OPINION: Homeless people are people first
An unfortunately necessary reminder to have a conscience
May 19, 2022
There is no greater example of poverty than homelessness, but money alone will not make it better. The solution for homelessness starts with one thing: housing for the homeless.
People deserve the security of a safe place to rest, to sit and to reflect on their life and their struggles and Sacramento sidewalks are not a safe place to do that.
For seven years, Lisa Cook has lived on a little patch of land off of Howe and Fair Oaks. It was a modest camp with natural shade from the trees and the river nearby had plenty of wood for campfires in the winter.
Cook said she is still waiting for safe housing developments to appear in Sacramento, but they’re all full. Sacramento County has been moving homeless people around all this year, but all of the temporary housing initiatives in Sacramento are at capacity.
“I thought I’d be homeless for 60 days,” Cook said. “I’ve been homeless for 12 years.” “There’s nowhere to go,” Cook said. “Nobody has permanent housing.”
Cook was cleared out of the Howe and Fair Oaks encampment on April 15, according to her, she is still left looking for a place to sleep and food to eat across the street from the cleared encampment.
Housing provides safety and security, and anyone looking for new apartments or negotiating new leases might understand the stress of finding housing in Sacramento. Failing to find housing means becoming one of thousands of people in the state capitol’s homeless population.
Anyone who finds themselves struggling to find permanent housing doesn’t deserve to be associated with any of the harmful stereotypes associated with being a homeless person.
Homeless stereotypes are extremely damaging to the homeless community and may prevent people with the privilege and security to solve the housing problem from uniting together and combating the causes.
The homeless problem is evidence of the failures in our society. As the United Nations says, homelessness contradicts many human rights leading to preventable deaths from injury or starvation.
The efforts of Sacramento assemblymember Ken Cooley to give park rangers the ability to remove homeless camps from parks will just serve to criminalize and punish homeless people for the one thing they can’t control: the lack of consistent housing.
California State assemblymember Kevin McCarty cited the murder of 20-year-old Emma Roark as justification for generalizing homeless people as murderers, according to Capradio.
Roark was raped and murdered by a homeless man who lived in the park. By lumping him in with the average homeless population, McCarty contributed to the harmful stereotype that homeless people have a propensity toward violence. Nothing about the murder of Roark has anything to do with the fact that the man who killed her is homeless.
The framing of homeless people as murderers and rapists is not acceptable. The stresses that come with housing insecurity mean that people are exposed to dangerous environments they can’t get away from and creating legislation that targets the entire homeless population because of the violent acts of some is a negligent act on Cooley’s part.
Cook said people don’t treat her like she’s a real person.

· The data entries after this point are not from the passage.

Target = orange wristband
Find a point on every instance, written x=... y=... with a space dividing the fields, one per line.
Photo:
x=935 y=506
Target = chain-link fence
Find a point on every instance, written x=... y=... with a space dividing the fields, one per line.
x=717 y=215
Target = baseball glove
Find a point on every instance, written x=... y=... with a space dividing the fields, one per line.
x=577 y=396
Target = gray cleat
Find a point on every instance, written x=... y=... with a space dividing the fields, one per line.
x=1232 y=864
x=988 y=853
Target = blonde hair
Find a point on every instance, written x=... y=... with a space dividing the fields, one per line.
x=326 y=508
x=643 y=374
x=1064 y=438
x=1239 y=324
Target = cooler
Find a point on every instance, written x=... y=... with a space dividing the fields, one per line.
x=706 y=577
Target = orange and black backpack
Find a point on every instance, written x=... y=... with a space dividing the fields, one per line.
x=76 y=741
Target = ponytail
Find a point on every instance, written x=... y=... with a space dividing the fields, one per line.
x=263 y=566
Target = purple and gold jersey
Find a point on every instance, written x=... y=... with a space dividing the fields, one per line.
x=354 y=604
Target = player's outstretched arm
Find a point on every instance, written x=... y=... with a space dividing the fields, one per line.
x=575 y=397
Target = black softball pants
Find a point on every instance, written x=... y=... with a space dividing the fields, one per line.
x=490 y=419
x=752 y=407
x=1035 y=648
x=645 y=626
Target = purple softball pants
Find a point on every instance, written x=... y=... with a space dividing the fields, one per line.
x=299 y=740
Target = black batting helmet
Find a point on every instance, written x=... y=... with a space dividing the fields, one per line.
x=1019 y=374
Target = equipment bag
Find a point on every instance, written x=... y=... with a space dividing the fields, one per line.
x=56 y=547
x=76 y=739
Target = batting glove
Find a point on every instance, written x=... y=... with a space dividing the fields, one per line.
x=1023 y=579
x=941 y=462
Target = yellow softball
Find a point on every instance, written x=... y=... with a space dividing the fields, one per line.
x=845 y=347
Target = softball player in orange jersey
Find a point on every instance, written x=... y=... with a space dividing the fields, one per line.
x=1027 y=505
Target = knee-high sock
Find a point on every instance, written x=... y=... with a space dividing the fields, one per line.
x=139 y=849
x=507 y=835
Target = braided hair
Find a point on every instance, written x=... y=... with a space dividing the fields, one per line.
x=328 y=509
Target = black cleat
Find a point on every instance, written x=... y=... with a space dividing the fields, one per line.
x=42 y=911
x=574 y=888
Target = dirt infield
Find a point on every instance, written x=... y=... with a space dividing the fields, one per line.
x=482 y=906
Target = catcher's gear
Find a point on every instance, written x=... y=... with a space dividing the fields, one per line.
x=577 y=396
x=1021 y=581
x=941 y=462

“No one cares,” Cook said. “I feel like trash and people treat me like trash.”
There are thousands of folks just like Cook in Sacramento County who live without the safety and security of long-term housing.
We should be focused and united in combating poverty and a housing crisis and providing mental health and addiction services– problems that only serve to complicate the situation that homeless people are in.
It’s the responsibility of folks privileged with housing security to look out for the people who are falling through the cracks.